Western Australia is the only Australian state named one of 30 ‘world-class travel destinations’ in Lonely Planet’s Best in Travel 2023. Perth and Fremantle are neighbouring cities less than 30 minutes apart and they provide a unique window into what Western Australia has to offer.
Sitting on the banks of the Swan River, Perth is home to stunning beaches, one of the world’s largest inner city parks and botanical gardens, a 15-minute boat trip from the island paradise of Rottnest and a stones throw from some of the world’s best wine regions. The city’s spectacular natural surroundings are rivalled only by its vibrant city life, particularly following a major transformation that continues to deliver new hotels, bars, restaurants, public spaces, and cultural offerings.
Formerly disused heritage buildings and laneways are now home to bustling bars and street art. A new central city neighbourhood, Cathedral Square, has as its centerpiece, the State Buildings, a wining, dining, retail and accommodation precinct, all housed in 140-year old heritage buildings.
The revitalised Barrack Street Jetty and new Elizabeth Quay, on the shores of the Swan River, has riverside bars and dining venues amongst promenades, public art and event spaces.

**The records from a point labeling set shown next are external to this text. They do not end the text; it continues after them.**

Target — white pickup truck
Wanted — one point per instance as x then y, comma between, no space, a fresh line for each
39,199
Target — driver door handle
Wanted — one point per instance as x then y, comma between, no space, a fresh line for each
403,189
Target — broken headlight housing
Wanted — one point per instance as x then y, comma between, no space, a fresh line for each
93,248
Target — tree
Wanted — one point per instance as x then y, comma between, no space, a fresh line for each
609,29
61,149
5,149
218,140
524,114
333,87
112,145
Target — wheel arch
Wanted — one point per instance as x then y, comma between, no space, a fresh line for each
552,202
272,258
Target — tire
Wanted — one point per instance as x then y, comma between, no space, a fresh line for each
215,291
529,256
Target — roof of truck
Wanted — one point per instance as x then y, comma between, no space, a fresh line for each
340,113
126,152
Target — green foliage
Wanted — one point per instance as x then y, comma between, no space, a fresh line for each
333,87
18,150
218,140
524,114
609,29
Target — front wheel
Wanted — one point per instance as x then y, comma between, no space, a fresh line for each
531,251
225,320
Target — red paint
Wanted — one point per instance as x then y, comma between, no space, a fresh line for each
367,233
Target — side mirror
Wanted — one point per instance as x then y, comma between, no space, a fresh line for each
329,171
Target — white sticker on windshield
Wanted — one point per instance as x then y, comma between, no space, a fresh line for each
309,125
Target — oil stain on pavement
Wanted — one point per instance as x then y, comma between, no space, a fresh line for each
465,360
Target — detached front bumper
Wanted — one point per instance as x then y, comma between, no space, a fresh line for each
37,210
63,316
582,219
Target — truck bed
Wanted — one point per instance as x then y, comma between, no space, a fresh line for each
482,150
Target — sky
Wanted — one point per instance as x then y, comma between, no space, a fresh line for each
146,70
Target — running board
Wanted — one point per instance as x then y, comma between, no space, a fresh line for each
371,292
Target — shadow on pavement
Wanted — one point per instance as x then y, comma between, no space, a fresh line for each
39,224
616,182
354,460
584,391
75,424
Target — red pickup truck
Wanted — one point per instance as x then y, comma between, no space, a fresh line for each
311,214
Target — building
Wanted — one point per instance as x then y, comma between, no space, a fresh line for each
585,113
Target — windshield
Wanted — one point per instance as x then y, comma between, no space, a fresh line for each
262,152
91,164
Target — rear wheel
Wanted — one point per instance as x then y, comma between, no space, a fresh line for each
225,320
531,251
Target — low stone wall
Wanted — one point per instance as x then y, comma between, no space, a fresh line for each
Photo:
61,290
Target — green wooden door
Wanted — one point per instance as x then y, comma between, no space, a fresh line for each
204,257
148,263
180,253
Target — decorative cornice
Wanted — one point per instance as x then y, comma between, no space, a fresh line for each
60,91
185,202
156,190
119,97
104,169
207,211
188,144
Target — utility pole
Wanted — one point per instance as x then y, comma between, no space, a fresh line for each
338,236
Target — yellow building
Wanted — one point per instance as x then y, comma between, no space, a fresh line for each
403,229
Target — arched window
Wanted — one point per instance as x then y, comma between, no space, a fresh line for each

But it is in the Perth Cultural Centre precinct where Perth really comes alive, particularly with the opening of Perth’s multi-million dollar WA Museum Boola Bardip named in Lonely Planet’s ‘Ultimate 7-day Itinerary.’
Only 30-minutes from Perth, is the eclectic port city of Fremantle famous for its own distinct bohemian vibe. Fremantle is known for its maritime history and well-preserved Victorian, Georgian and Edwardian era architecture, including the World Heritage-listed Fremantle Prison which was built by convicts in the 1850s and decommissioned as an operating maximum security gaol in 1991. Today it is a popular visitor attraction in Perth.
Located on Victoria Quay, overlooking the Port and Indian Ocean, the Museum explores WA’s maritime history and is home to the America’s Cup-winning yacht, Australia II, an Oberon class submarine, HMAS Ovens, Jon Sanders’ Parry Endeavour and other iconic vessels.
If shipwrecks of the past pique your interest, WA Shipwrecks Museum is the place to visit. This museum is internationally recognised for its contribution to maritime archaeology and shipwreck conservation. Journey through its galleries to learn about Western Australia’s treacherous coast, first European encounters, the riches of maritime trade and one of the deadliest mutinies in known history – the Batavia.